Knapp die Hälfte der geförderten Wohnungen wird als besonders günstige SMART-Wohnungen errichtet. Bei jedem Neubau wird mindestens ein Drittel der Wohnungen über die Wohnberatung Wien vergeben, um soziale Durchmischung zu gewährleisten.
Antragstellung
Bei der Neubauförderung kann der Förderantrag online gestellt werden. Für ein Eigenmittelersatzdarlehen ist zunächst ein persönlicher Beratungstermin bei der Wohnbauberatung erforderlich.
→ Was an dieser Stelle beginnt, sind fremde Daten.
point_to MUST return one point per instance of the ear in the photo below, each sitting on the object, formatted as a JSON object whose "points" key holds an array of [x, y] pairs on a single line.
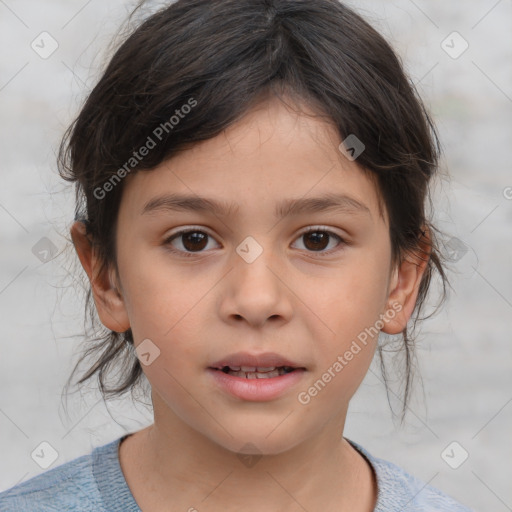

Anträge und Unterlagen können per Post, Fax, E-Mail oder über das Online-Formular eingereicht werden.
Wichtig: Bei Eigenheimen ist ein vorzeitiger Baubeginn möglich, die Baubewilligung darf bei Antragstellung aber höchstens 3 Jahre alt sein.
Kontakt und Beratung
MA 50 - Wohnbauförderung und Schlichtungsstelle
Servicestelle Neubauförderung
1190 Wien, Muthgasse 62, 1. Stock, Riegel G
Telefon: 01/4000-74840
E-Mail: neubaufoerderung@ma50.wien.gv.at
Öffnungszeiten: Mo-Fr 8-12 Uhr
Website: www.wien.gv.at/wohnen/wohnbaufoerderung
MA 25 - Stadterneuerung und Prüfstelle
Technische Auskünfte
1200 Wien, Maria-Restituta-Platz 1
Telefon: 01/4000-25224
Hauskunft Wien
Zentrale Anlaufstelle für Sanierung
Website: www.hauskunft-wien.at
Tipps zur Wohnbauförderung Wien
Wien hat vergleichsweise hohe Einkommensgrenzen - auch Haushalte mit gutem Einkommen können förderungsberechtigt sein. Jungfamilien profitieren von zusätzlicher Nutzfläche und höheren Einkommensgrenzen beim Eigenmittelersatzdarlehen. Bei Sanierungen lohnt sich die Kombination von Wiener Landesförderung mit dem Bundesförderung Sanierungsbonus. Die Hauskunft Wien bietet kostenlose Erstberatung für Sanierungsvorhaben.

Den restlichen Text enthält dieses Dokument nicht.